O espólio já foi retirado da Avenida da Índia para dar lugar às obras do novo Museu dos Coches. Viagem das duas últimas peças.

"Isto parece Beirute!" Francisco Alves, arqueólogo, responsável da Divisão de Arqueologia Náutica e Subaquática (DANS) do Instituto de Gestão do Património, descreve assim o cenário de destruição naquela que era a casa dos tesouros da arqueologia náutica nacional, na Avenida da Índia, em Lisboa. Numa parede ainda se vê o símbolo da DANS: "É uma assinatura de um piloto do século XV", diz sobre o desenho que reproduz uma caravela, pintado na parede. Já não há janelas. Nem tesouros nos 15 mil metros quadrados virados para o Tejo, em Belém, onde vai nascer o novo Museu dos Coches.Entre montes de entulho, máquinas em funcionamento, paredes derrubadas como se tivessem sido bombardeadas e vidros partidos, ainda se mantém de pé o grande armazém que albergou a arqueologia náutica. É o último a vir abaixo. Mas vai estar de pé por pouco tempo. Desde Novembro que a equipa de Francisco Alves está a fazer a mudança de casa para o pavilhão CC1 do MARL, o Mercado Abastecedor da Região de Lisboa, em São Julião do Tojal, Loures, onde o Igespar alugou um edifício que albergará, pelo menos por dois anos, as reservas nacionais de arqueologia náutica. Esta operação vai custar aos cofres do instituto 20 mil euros por mês até que ocorra a planeada instalação de toda a arqueologia nacional no edifício da Cordoaria, em Belém. Mas as obras só arrancam em 2011.

Para trás só tinham ficado as duas pirogas com 2300 anos, encontradas no Rio Lima em 2002 e que exigem transporte especial.

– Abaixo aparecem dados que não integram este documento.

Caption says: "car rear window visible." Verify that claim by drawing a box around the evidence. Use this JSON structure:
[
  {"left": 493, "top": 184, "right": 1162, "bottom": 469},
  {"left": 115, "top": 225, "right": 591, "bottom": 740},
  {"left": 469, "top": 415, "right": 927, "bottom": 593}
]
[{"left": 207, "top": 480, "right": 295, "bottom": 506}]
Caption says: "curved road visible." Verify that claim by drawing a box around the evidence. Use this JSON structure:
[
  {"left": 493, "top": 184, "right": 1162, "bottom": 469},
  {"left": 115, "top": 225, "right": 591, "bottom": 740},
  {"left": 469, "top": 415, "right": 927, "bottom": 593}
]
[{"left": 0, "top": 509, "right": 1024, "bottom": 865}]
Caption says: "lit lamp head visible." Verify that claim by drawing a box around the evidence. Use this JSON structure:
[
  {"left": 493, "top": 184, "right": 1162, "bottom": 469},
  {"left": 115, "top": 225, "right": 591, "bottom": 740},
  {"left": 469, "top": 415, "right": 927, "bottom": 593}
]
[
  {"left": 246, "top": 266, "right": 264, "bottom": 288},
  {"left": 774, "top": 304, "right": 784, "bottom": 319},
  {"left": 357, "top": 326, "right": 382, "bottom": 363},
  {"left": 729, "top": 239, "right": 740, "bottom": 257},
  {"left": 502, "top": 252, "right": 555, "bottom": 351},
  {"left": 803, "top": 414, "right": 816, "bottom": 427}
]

Foram esta semana para o Mercado Abastecedor numa operação que levou um dia inteiro.

São 9h22. João Coelho, conservador do DANS, de fato de mergulho vestido, molha, com a mão, como quem humedece uma baleia encalhada na praia, a piroga monóxila que estava submersa num tanque e que foi içada com a ajuda de um guindaste, com cuidado, como quem iça um animal em sofrimento.

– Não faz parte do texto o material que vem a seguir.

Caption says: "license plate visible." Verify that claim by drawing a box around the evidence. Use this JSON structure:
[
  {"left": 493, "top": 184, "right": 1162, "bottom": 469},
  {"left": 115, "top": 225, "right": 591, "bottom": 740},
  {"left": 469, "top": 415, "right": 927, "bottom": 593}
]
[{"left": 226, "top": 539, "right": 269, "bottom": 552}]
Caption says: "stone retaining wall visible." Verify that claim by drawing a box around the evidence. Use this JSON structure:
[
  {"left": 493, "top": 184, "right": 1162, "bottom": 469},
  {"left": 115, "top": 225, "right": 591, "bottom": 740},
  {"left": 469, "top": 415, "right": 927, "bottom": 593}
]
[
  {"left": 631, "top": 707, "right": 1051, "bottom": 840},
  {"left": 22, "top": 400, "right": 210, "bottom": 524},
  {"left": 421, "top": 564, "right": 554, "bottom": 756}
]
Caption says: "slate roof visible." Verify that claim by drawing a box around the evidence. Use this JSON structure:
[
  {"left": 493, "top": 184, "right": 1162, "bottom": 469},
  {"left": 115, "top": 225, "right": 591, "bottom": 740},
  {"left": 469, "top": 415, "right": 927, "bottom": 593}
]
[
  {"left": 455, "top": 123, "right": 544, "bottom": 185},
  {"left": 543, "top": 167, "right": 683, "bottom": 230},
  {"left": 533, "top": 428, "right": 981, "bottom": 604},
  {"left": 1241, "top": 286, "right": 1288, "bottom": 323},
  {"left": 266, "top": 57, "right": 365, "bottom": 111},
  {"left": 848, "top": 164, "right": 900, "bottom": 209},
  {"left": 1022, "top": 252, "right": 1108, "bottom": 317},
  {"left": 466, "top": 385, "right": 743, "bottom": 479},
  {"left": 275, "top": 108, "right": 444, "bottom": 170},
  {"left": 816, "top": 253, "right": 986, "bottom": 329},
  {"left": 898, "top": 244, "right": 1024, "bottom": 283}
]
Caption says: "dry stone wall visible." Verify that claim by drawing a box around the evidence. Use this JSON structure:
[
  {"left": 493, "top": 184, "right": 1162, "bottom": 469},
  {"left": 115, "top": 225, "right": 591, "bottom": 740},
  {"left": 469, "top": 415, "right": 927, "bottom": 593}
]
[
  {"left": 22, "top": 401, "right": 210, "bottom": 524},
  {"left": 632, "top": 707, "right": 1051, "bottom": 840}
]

"Está ainda com os cortes da madeira frescos, como se tivesse sido talhada há pouco tempo", aprecia Francisco Alves.

"São seis metros de tronco esculpido de uma só peça. Esteve no leito do rio, congelada, à espera do arqueólogo", acrescenta. Aponta para uma das pirogas monóxilas, que ganham este nome por serem esculpidas num único tronco, como explica o especialista: "Esta nunca navegou." Quase ultimada, há mais de dois mil anos, acabou por fender nas extremidades antes de ter iniciado a primeira viagem.

Os trabalhos de transporte das peças começam. Uma dezena de pessoas trabalha para que tudo corra bem. O objectivo é poisar a piroga num berço de polipropileno que aconchegará a embarcação milenar na viagem até ao mercado, dentro de um contentor, também ele de polipropileno. Chegados ao MARL às costas de um veículo longo, os tanques serão cheios de água desionizada. "Podem ficar ali anos", diz Francisco Alves.

O próximo passo será a impregnação, tratamento que permite expor as pirogas ao ar sem risco de se perderem. Mas as condições necessárias não estão reunidas: "Temos algumas medievais já impregnadas à espera que o Museu de Arqueologia tenha uma sala de estufa."

"Estas pirogas são as embarcações mais antigas do mundo que tenham chegado até nós. Há registo de três no mundo, na China, Nigéria e Holanda, com oito mil anos."

É já meio-dia quando a segunda piroga entra no contentor. Enquanto esperou, foi regada e mimada. Este é o fim da arqueologia em Belém. Até que as peças, que vão esperar no MARL, possam regressar à zona ribeirinha, na Cordoaria.